Gargas Tropical

sábado, junho 25, 2005

Gabriel

Temos imagens que nos perseguem uma vida inteira. imagens que nos marcam profundamente, e que em última análise acabam por nos transformar, por se tornarem parte de nós.
Nesta quarta-feira passei por uma experiência que julgo que dificilmente virei a esquecer.
Ainda hoje recordo aqueles rostos, como se estivesse a acontecer...

Um dos projectos que estamos a realizar é o da recuperação de nove escolas para crianças com diversos tipos de deficiências. O processo está no início (apesar de já levar 6 meses em cima), estando agora a começar um conjunto de reuniões com o ministério para determinar o programa e a extensão dos trabalhos.

Nesse dia fui visitar quatro dessas escolas, nomeadamente: uma escola para crianças com deficiências mentais, uma para alunos com deficiências motoras, uma para surdos e uma para miúdos com problemas psicológicos e de comportamento severos.

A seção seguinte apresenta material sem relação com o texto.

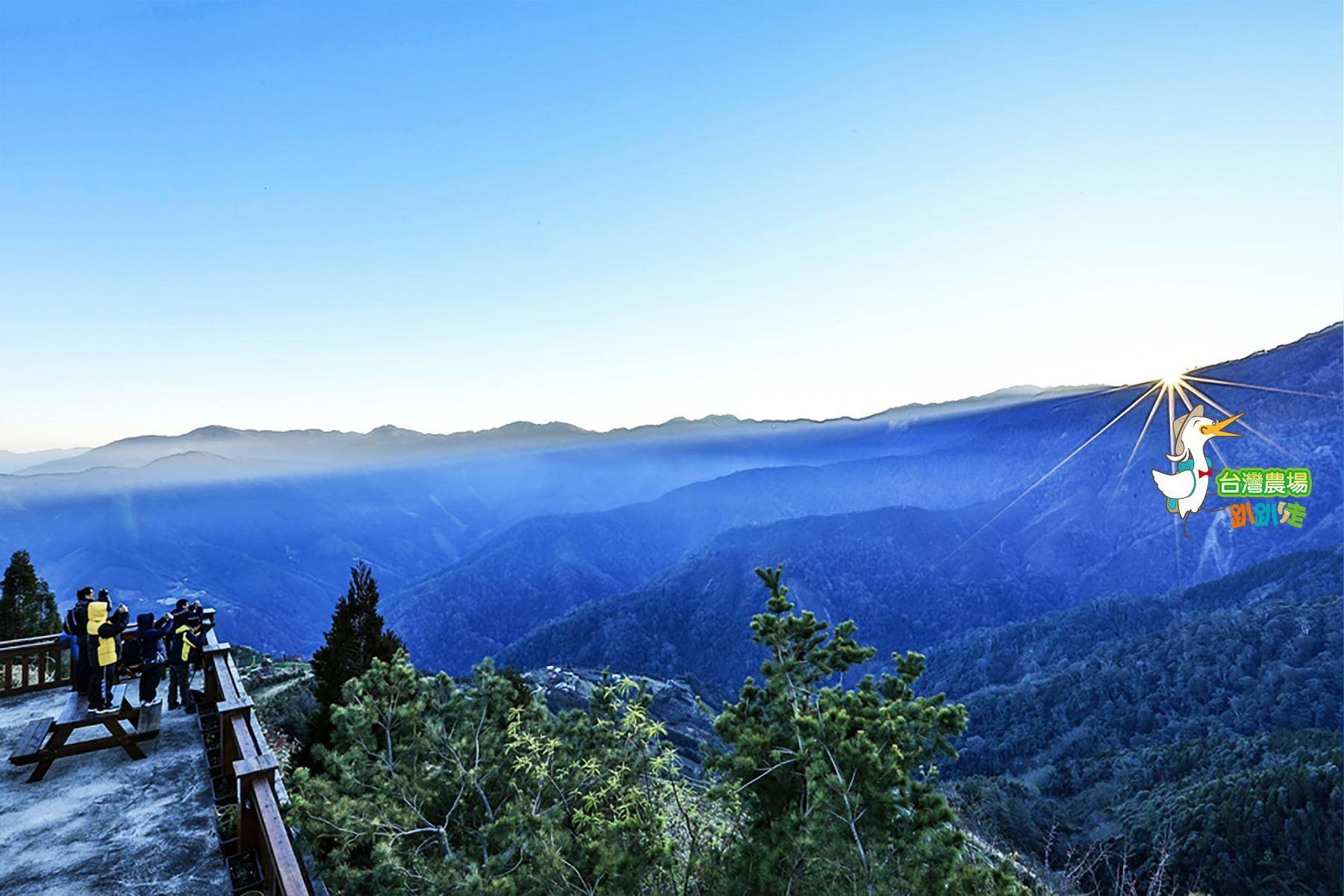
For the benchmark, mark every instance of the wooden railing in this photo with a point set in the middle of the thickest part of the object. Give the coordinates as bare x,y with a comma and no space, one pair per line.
42,662
253,766
34,664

No fim do dia senti-me profundamente agoniado e triste com a realidade que vivi...

São várias as imagens que ainda hoje guardo. Uma criança a gritar o dia todo fechada num quarto, dezenas de miúdos a correr nos corredores nas cadeiras de rodas. Corpos que não obedecem aos movimentos...

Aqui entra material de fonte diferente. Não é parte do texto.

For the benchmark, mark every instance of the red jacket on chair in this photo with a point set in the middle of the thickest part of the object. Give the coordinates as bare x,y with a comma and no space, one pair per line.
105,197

Vi uma tristeza imensa nos olhos daquelas crianças, e sobretudo um desejo enorme de alguma atenção. Como me olhavam com curiosidade, e como se aproximavam... Abraçavam-me, queriam uma festa. Queriam uma fotografia.

Senti-me um estranho a devassar um mundo para o qual não estava preparado (pelo menos naquela extensão...)

As escolas, em maior ou menor grau, a única coisa que merecem é uma demolição total. É deshumano o estado destas instalações que nunca ninguém quer ver. Como é fácil ignorar...
É uma realidade que choca, que intimida. As pessoas fogem dela, o governo foge dela. São projectos sem prestígio, com pouco dinheiro.

Quem sofre são as crianças... tantas.
Vivem, muitas delas, nas próprias escolas, em camaratas que mais não são do que velhos barracões.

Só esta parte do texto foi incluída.